Saturday morning was similar and I started fishing down around Balus Creek just before noon.  When I quit at 4:00 I had not hooked a fish. I spent a lot of time riding and trying to fish baitfish and bass deep, but everything that looked good did not work.

Saturday night got cold. My camper has an electric rooftop heater but it is either wide open or off, there is no thermostat.  Even though it was 37 degrees I had to turn it off, it was stifling hot after 15 minutes. The small electric heater I carry kept the camper tolerable but not comfortable.

When I got up at the new too-early time to be at the ramp at 6:30 AM there was frost on my windshield. My truck thermometer read 32 at one point driving to the ramp in the dark. 

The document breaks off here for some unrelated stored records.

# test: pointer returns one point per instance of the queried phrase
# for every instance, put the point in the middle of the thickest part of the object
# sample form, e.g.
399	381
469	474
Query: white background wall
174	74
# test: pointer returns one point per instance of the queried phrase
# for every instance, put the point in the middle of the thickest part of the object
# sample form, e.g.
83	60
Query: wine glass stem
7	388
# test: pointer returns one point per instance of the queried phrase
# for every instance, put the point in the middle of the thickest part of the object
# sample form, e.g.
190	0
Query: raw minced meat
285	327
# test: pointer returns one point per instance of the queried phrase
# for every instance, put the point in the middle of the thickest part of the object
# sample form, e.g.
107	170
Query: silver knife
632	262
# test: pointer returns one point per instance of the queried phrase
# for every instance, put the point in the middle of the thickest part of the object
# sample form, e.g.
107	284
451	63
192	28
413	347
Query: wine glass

I ran to my favorite point when we took off at 7:00 AM but never got a bite. After fishing a couple more places I seriously considered making the 15-mile run back up the lake where I had caught the largemouth, but the cold made me want to stay where I was.

At 8:30 going to a deep point to try I noticed two big pine trees had fallen into the water down the bank from it. I thought the water was too shallow but decided to fish them anyway. My first cast with a shaky head worm produced a 15-inch keeper spot and I put I point the live well. I would not zero!

My very next cast to the same tree produced another keeper spot. As I put it in the livewell I got in too big a hurry to make another cast, stumbled and stepped on my net handle, breaking it. Just my luck, if I hooked a big fish I would be in trouble.

By the time I got back up front my boat had blown into the tree, messing it up. But I went to the next tree and on my second cast to it I caught another keeper! Three on four cast – my day was looking up.

As I eased around the deep point, trying to remember more trees nearby to fish, I saw four or five fish suspended 15 feet down over 45 feet of water on my Garmin Panoptix. When I cast my shaky head to them I watched them go to it as it sank. When they started swimming off was disappointed until I realized I couldn’t see my bait falling any more, set the hook and landed a 15-inch spot.

A few minutes later on the same point there were three fish cruising about five feet off bottom 25 feet deep. When I cast to them they went to my bait and followed it down. When it hit bottom I felt a tiny little tap and set the hook on another 15 inch spot. I had a surprising limit at 9:00!

 When I went to another bank with some blow down trees with a little wind on them, I caught my sixth keeper, then hooked a big fish. I thought it was a catfish but when I got it close to the boat I saw it was a big spot. Then I remembered my broke net!

It was a comedy for the next few minutes but somehow I landed the 4.07 pound spot.  Fishing that pattern the rest of the day produced only two more fish but I was thrilled with nine keeper spots.

At weigh-in my five weighed 11.88 pounds but got beat by Don Gober’s five at 11.96 pounds. Chuck Croft had two at 7.75 pounds for third and his 4.11 pound largemouth beat my 4.07 pound spot for big fish. Alex Gober had two weighing 3.35 pounds for fourth.

It hurt to be so close but I am thrilled to have what I had after my poor luck Friday and Saturday, and glad I did not make a long cold run.